Der Haushalt des Parlaments für das Jahr 2012 sollte sich um weniger als die Inflationsrate erhöhen, so einer der Vorschläge, über die die Abgeordneten am Mittwoch abstimmen werden. Insgesamt soll der Haushalt 1,725 Milliarden Euro betragen, was zwar eine Erhöhung um 2,3 % darstellt, jedoch unter der Inflationsrate der EU-27 von 2,8 % liegt.

Der Binnenmarkt: Die Zeit drängt

Die Abgeordneten werden am Mittwoch über drei Resolutionen über die "Binnenmarktakte" abstimmen. Die Binnenmarktakte ist ein Gesamtprogramm, dass die Kommission im Oktober 2010 angenommen hat mit dem Ziel, dem EU-Binnenmarkt am Vorabend des 20. Jahrestags der Einführung des ursprünglichen Binnenmarktprogramms neuen Aufschwung zu geben.

Parlament fordert EU-Rechtsstatus für europäische politische Parteien

Welche gesetzlichen Vorschriften künftig für politische Parteien auf EU-Ebene gelten sollen, wird am Dienstag im Zentrum der Debatte stehen.
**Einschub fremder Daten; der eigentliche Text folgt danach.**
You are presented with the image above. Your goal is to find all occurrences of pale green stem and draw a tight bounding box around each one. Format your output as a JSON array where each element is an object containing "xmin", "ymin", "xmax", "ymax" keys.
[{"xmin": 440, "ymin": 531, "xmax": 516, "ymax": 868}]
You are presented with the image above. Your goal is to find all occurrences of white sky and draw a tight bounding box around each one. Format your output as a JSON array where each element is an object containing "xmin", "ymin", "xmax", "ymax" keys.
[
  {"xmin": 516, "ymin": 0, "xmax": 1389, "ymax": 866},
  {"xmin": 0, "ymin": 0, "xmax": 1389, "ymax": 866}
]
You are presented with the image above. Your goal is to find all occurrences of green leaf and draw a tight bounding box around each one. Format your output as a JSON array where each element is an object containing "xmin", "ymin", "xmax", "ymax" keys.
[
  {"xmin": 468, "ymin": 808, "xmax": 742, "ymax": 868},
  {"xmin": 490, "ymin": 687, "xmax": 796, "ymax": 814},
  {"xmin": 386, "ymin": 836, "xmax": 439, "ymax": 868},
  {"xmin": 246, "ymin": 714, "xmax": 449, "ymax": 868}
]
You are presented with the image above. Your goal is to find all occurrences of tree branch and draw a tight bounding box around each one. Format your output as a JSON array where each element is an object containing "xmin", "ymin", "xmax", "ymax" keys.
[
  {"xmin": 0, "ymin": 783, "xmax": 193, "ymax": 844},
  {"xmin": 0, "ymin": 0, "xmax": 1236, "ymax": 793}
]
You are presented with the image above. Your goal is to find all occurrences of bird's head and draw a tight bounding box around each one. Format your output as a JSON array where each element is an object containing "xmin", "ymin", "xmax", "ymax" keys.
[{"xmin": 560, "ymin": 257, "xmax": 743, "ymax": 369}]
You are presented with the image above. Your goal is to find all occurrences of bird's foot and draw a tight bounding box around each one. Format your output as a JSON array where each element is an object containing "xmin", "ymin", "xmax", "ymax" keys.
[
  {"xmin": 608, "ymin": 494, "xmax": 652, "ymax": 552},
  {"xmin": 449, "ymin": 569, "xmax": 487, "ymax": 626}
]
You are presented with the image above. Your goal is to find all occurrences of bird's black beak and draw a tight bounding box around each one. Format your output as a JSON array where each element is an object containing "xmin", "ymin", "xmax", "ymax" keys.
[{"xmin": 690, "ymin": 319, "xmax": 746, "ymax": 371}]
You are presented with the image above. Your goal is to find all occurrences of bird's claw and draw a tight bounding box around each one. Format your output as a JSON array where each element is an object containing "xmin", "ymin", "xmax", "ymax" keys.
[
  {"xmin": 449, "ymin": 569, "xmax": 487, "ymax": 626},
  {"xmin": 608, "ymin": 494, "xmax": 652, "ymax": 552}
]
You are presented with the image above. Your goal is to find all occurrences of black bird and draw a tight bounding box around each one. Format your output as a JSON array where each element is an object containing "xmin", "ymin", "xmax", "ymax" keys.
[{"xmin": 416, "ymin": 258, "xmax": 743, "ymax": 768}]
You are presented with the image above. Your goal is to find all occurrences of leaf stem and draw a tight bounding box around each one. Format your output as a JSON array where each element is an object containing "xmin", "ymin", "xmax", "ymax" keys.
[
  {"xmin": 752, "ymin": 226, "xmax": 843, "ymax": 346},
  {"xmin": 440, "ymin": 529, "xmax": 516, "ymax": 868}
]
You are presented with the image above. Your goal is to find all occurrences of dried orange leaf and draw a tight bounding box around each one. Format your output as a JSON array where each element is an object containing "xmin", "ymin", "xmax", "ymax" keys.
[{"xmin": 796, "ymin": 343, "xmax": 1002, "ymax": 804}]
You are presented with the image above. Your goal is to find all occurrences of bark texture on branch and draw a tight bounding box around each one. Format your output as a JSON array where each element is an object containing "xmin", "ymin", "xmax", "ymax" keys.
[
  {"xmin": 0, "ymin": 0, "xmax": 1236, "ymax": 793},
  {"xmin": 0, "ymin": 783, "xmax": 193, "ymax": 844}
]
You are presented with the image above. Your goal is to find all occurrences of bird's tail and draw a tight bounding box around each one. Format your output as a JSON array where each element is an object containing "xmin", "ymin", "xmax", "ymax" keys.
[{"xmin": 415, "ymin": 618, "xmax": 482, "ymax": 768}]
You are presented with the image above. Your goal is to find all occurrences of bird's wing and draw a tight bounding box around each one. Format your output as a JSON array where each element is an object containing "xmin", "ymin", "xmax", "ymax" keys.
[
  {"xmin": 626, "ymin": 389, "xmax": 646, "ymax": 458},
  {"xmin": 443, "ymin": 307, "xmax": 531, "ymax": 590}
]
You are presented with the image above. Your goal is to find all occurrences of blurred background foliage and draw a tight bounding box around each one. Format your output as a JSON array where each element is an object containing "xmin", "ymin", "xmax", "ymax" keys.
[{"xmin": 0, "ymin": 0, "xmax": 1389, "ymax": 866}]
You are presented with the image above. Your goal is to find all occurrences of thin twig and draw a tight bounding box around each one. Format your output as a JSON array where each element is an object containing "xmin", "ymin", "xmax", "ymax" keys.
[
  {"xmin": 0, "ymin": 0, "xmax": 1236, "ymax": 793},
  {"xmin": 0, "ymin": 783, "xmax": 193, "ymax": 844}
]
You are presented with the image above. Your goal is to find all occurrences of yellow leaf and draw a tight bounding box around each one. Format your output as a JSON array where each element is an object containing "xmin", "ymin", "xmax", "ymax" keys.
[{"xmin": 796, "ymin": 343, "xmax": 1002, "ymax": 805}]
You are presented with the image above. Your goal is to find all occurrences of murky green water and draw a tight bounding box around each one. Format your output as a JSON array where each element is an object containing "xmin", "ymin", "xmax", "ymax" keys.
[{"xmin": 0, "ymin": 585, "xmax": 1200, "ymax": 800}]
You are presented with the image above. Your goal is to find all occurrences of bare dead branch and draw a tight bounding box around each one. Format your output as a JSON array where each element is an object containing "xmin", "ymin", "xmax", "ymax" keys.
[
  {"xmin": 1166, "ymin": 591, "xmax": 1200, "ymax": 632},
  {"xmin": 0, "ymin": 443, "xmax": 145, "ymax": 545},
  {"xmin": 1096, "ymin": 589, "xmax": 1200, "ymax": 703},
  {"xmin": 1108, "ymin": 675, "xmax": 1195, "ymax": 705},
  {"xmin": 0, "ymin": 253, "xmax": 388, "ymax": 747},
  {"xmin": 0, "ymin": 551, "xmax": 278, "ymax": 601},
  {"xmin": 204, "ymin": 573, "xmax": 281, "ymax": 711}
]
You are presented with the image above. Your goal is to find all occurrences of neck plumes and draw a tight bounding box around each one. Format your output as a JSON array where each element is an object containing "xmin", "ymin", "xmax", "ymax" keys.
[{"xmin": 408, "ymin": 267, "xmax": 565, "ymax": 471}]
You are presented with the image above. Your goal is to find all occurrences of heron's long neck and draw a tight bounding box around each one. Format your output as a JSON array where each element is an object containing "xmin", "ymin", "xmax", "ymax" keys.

Die Abgeordneten setzen sich dafür ein, den Parteien Rechtspersönlichkeit zuzuerkennen, ihnen mehr Flexibilität bei der Finanzierung, ein höheres Spendenlimit sowie das Recht einzuräumen, sich an Kampagnen vor Referenden zu beteiligen. Über den Entschließungsantrag wird am Mittwoch abgestimmt.

Abgeordnete fordern automatische Strafverfolgung für sexuelle Gewalt

Sexuelle Gewalt an und Vergewaltigung von Frauen sollen in allen EU-Mitgliedstaaten als Verbrechen anerkannt werden. Solche Straftaten sollen zudem eine automatische Strafverfolgung nach sich ziehen, heißt es in einem am Donnerstag abzustimmenden Resolutionsentwurf. Vergewaltigung wird in mehreren Mitgliedstaaten nicht als eine Straftat betrachtet, die eine Verfolgung von Amts wegen nach sich zieht. Ferner fordern die Abgeordneten ein strafrechtliches Instrument gegen geschlechtsbezogene Gewalt.

Strengere parlamentarische Kontrolle von Ausfuhrkontrollen für Güter mit doppeltem Verwendungszweck

Die praktische Anwendung der Regeln für die Ausfuhr von Gütern mit doppeltem Verwendungszweck durch die Europäische Kommission soll künftig strenger durch das Parlament kontrolliert werden. Darunter werden Güter verstanden, die sowohl für zivile als auch militärische Zwecke verwendet werden können - wie nukleare Zentrifugen, schädliche Viren oder Kryptographie-Programme.

DHA in Babynahrung: Parlament entscheidet über gesundheitsbezogene Angaben

Die EU-Abgeordneten werden darüber entscheiden, ob zugelassen werden soll, dass Hersteller von Babynahrung behaupten dürfen, der Zusatz von DHA - der mehrfach ungesättigten Fettsäure Docosahexaensäure - in Babynahrung "trägt zur normalen Entwicklung der Sehkraft bei Säuglingen bis zum Alter von 12 Monaten bei."